命を大切に思えば、どう生きるべきか知ろうとするのではないかと思うが・・・この国人々は楽観的だ・・・行動が伴わない。調べればあちこちに見つかる地震対策、津波対策が書かれてあるから、ちょっと実行に移せばと思うのだが・・・なにかのバイアス(思い込み)が働いている。
西洋美術館の前庭の彫刻《カレーの市民》に免震装置を付けたが、私が退職すると「《カレーの市民は》地山が大きくて安定しているから免震装置は要らないのではないか」と言った学芸課長になった者が言ったと聞いた。「この彫刻が倒れるほどの地震が来たら美術館も壊れているだろう」と清水建設の技術者が言ったとか・・・・おバカな話が伝わってきて・・・「防災」という理念が根本的に理解されない・・・いや毛嫌いされている、あるいは故意に無視される状態だと言える何かがあるのだ。
そこに科学的根拠はない。論理的思考の展開が欠如しているから、毎度同じ結果が生まれる。理系の者なら業務上、思考に論理的整合性は不可欠であるから、見た目彫刻が安定して見えるから「免震装置は要らないのでは」と論理的思考はあり得ないだろう。文系と理系の性格的方向性は行動にも顕著に表れる。
小学校時代から、誰もが同じ考え方、行動を強制される教育で育っている。教えているのは理系ではなく、教育学部を出た小学校教育法に学んだ先生であって「規律!礼!着席!」で「1+1=2」と教えられる。主体的に自分で考えて行動することは教えない。「自分が何者か」を教えられないのは、先生が「自分自身」の意識がないからであり・・・そうなると自分に気が付かないということになるから、教えられない。
その教育を受けて育っても、自分の主体性が分からない者でも東大は入れるから・・・・役人の世界の様に、そういう者が上司になると組織の機能が失われる。文科省で一時「ゆとり教育」という言葉がもてはやされ「円周率:3.14で計算するところを、3で計算するよう」に通達を出した者がいる。その者が独立行政法人・国立美術館の理事長となったことがあって、全く口先だけでいい加減な男だた。この者は文系だ・・・理系であれば「3.14を3にする」など考えもつかなかっただろう。

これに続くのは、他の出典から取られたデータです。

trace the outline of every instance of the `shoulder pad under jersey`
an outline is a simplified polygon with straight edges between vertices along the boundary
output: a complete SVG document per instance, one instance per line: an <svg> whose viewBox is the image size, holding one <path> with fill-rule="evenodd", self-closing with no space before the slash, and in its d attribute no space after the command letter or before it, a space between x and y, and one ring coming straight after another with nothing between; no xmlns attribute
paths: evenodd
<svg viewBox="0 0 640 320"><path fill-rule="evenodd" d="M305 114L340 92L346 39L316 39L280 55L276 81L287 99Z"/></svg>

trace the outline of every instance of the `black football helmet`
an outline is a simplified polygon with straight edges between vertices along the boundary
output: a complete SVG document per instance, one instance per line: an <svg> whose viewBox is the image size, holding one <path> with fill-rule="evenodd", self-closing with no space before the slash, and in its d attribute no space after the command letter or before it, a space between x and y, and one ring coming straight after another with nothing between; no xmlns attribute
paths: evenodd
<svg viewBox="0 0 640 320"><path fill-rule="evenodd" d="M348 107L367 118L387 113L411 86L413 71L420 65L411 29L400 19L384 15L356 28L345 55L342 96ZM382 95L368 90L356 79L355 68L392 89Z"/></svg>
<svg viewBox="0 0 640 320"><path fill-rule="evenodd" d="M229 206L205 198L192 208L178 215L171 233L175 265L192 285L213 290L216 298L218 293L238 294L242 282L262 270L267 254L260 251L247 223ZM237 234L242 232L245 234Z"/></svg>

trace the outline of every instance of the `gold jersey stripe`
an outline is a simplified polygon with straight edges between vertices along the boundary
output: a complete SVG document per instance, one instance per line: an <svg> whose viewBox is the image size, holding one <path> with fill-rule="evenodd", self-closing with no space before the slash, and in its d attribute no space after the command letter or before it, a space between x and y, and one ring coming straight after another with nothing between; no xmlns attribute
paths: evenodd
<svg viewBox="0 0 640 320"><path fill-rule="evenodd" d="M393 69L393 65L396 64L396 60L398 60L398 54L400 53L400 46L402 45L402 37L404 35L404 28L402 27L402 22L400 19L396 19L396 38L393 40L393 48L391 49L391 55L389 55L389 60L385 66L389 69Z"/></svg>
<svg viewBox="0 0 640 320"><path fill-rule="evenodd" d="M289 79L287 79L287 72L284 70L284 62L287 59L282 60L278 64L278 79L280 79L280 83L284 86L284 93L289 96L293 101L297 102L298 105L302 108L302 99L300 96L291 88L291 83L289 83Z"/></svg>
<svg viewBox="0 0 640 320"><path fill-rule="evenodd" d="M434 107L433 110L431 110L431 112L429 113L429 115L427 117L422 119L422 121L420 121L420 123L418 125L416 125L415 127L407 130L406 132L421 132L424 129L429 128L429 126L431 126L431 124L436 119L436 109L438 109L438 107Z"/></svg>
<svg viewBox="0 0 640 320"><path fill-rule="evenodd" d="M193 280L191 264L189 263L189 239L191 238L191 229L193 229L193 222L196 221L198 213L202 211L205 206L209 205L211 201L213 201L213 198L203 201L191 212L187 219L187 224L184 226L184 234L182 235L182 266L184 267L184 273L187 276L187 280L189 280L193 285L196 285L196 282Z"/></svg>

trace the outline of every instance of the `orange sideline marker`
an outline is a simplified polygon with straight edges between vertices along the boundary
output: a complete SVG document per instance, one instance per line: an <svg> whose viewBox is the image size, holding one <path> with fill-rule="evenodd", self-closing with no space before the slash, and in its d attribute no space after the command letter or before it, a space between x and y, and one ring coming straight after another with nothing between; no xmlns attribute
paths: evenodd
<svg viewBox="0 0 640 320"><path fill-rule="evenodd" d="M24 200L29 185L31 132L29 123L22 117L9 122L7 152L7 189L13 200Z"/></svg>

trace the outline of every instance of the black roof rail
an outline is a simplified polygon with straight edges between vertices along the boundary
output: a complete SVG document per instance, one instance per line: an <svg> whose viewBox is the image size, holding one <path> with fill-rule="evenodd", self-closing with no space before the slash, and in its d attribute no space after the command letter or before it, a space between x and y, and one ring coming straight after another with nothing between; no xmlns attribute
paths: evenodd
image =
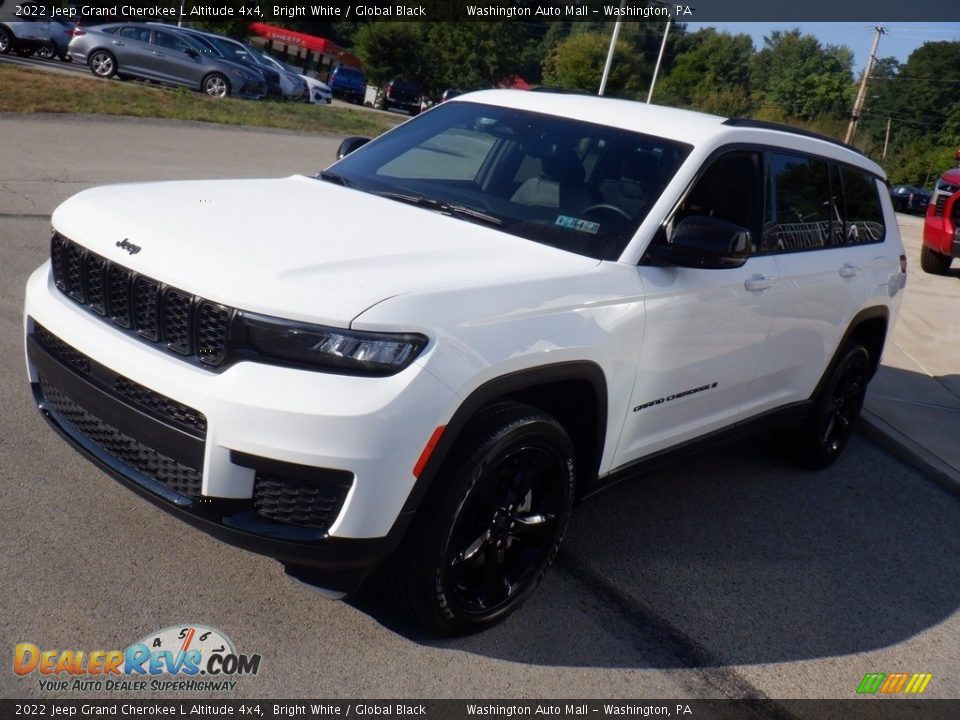
<svg viewBox="0 0 960 720"><path fill-rule="evenodd" d="M828 142L833 145L839 145L847 150L853 150L855 153L857 153L857 155L863 155L866 157L866 154L862 150L855 148L853 145L847 145L847 143L837 140L836 138L832 138L829 135L823 135L822 133L814 132L813 130L804 130L803 128L794 127L793 125L768 122L767 120L753 120L751 118L727 118L723 121L723 124L731 125L733 127L755 128L758 130L779 130L780 132L802 135L803 137L813 138L814 140L823 140L824 142Z"/></svg>

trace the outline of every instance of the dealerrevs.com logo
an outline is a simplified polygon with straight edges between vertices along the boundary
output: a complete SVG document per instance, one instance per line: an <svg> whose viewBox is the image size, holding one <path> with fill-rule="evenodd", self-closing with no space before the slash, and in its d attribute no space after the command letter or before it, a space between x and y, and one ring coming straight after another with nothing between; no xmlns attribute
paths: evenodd
<svg viewBox="0 0 960 720"><path fill-rule="evenodd" d="M41 690L107 692L232 691L256 675L260 655L244 655L215 628L174 625L125 650L41 650L18 643L13 671L37 676Z"/></svg>

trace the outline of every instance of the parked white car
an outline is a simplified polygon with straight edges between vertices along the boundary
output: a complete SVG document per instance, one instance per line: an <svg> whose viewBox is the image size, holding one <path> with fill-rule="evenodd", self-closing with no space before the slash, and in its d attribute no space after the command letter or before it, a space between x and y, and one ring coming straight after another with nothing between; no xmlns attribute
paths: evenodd
<svg viewBox="0 0 960 720"><path fill-rule="evenodd" d="M776 430L833 462L906 278L883 171L836 141L503 90L317 178L113 185L52 225L50 424L328 594L379 569L440 632L513 612L576 503L668 455Z"/></svg>
<svg viewBox="0 0 960 720"><path fill-rule="evenodd" d="M310 102L323 103L325 105L333 102L333 91L329 85L309 75L300 75L300 77L307 83L307 88L310 92Z"/></svg>

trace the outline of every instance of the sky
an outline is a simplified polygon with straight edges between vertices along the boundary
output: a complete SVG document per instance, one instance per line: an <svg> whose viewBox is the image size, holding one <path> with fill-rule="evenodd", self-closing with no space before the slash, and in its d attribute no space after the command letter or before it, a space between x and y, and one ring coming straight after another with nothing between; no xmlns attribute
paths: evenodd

あわれな《カレーの市民》は免震装置なしにされなかったようだが、装置の上に載せただけでは全く目的を達成できない。私が1.5mの高さにしたのは石造りの土台の中に入ってメンテナンスが出来るようにしたのだ。装置のメンテ、彫刻の内側の酸化などの確認、装置と土台の骨組みとの固定、彫刻との固定などによって免震機能が満たされるようにしてあったが、低くしたらこのメンテナンスが出来ない。それから彫刻を装置の上に載せただけなら、地震が来た時に滑って装置から落ちる可能性が大である。金属の上にに金属で・・・良くすべるだろう。それ以外に設置場所を変えている。本当に考えないで馬鹿だと思うが、それまで地下の企画館の円状の上に設置するわけで、装置に働くZ方向の縦揺れに対して減衰が見込まれる「地下の展示室の柱の上」に設置してあったのだが・・・どこでも良いと考えたのか、柱のない場所に移した。これらの指示を行ったのは文系の馬淵明子館長だ。コルビジエのスケッチが残っているから・・・これを参考にして・・・・とは?現場の現実、実際問題を考えないで、机の上で資料文献を読んで判断する・・・ことは職業病だ。そんなにコルビジエの美術館だというなら、基本設計に戻って「耐震強度のないピロティの一階に細い柱、温度湿度を維持する空調もなく、照明も僅かな天井光だけで屋内はお化け屋敷だった。南側にデザイン性を高めるためか大きな天井まである紫外線がさんさんと降る窓もみなコルビジエの原作に従ったらどうだ!!今の館員の誰も昔のことは知らないから・・・。東京に来たことがないコルビジエの思い付きに、当時でも美術館建築をよく考えずに作った建築家だ。学芸員もフランス風に影響されて階級主義を取り入れて、分業化が成功しないフランスの美術館そっくりになって気が付かない・・・・いや問題意識や関心がない。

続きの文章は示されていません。